I’ve worked over a period of years with two proprietary trading firms: Kingstree in Chicago and SMB Capital/Kershner Trading in New York. The advantage of working inside such trading firms is that I get to see what is really going on and, most important, I get to see the P/L of each trader. Putting these experiences together, I can identify two best practices that have been associated with success among developing traders:
1) A rigorous planning and review process – Winning basketball and football teams prepare intensively for each opponent. They stay in shape with drills, review game film to find weaknesses in the opponent and correct their own weaknesses, and practice plays over and over again before game day. Similarly, successful developing traders review in detail what happened over the past day and week, plan for potential opportunity, and track their performance so that they are actively working on goals that enable them to get better. One practice I’ve seen that works especially well is recording the market day and then replaying the video, stopping at key points, and seeing–frame by frame–how opportunity set up. Think of how many more reps those traders are getting than the average noob. SMB provides a nice example of a “monster trade review“, in which the trader studies ways in which good trades could have become great trades. Note how that reinforces–every single day–the idea of becoming a great trader.

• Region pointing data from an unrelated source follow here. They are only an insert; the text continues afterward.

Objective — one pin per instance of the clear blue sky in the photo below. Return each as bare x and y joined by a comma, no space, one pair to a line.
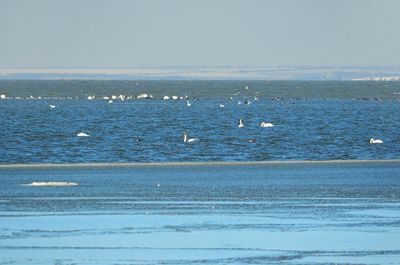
114,34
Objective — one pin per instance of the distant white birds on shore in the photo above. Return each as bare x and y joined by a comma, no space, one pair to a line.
241,124
375,141
186,139
82,134
266,124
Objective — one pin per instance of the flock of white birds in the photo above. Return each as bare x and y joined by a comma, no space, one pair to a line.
186,139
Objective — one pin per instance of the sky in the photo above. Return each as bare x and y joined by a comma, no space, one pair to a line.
198,33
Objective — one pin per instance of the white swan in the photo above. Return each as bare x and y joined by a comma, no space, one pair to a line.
82,134
266,124
377,141
186,139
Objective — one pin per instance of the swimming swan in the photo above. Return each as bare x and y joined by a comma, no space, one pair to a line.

2) Developing multiple ways to win – To use Mike Bellafiore’s phrase, successful traders work on developing a playbook outlining patterns associated with opportunity and how those set up in real time. Like a good football team, the successful trader has a deep playbook that allows for an adaptation to many different conditions. So, for example, any football team has a diverse set of running plays and passing plays that can exploit a wide range of defensive setups, field conditions, and game clock constraints. Knowing which plays to run under particular situations is a key strength of any coach and quarterback. Successful traders have studied opportunities in various kinds of markets and that set up at various times of day and over various time frames. That means that, like the star quarterback, they can run the right plays given the conditions they face. Successful traders are anything but one-trick ponies.
As I emphasized in the trading performance book, success in any performance domain is a function of talents we’re born with and skills we cultivate through deliberate practice. The traders I see succeeding are ones spending an unusual amount of time working on their trading outside of market hours. They are getting feedback from coaches, mentors, and peer traders, and they keep score of their trading with detailed statistics. The great traders love markets, love learning, and love growing. To use Ellen Winner’s phrase, they display a “rage to master“. It’s not P/L that motivates them. It’s the process of mastering a field that speaks to their greatest talents and interests–and that is what brings the P/L.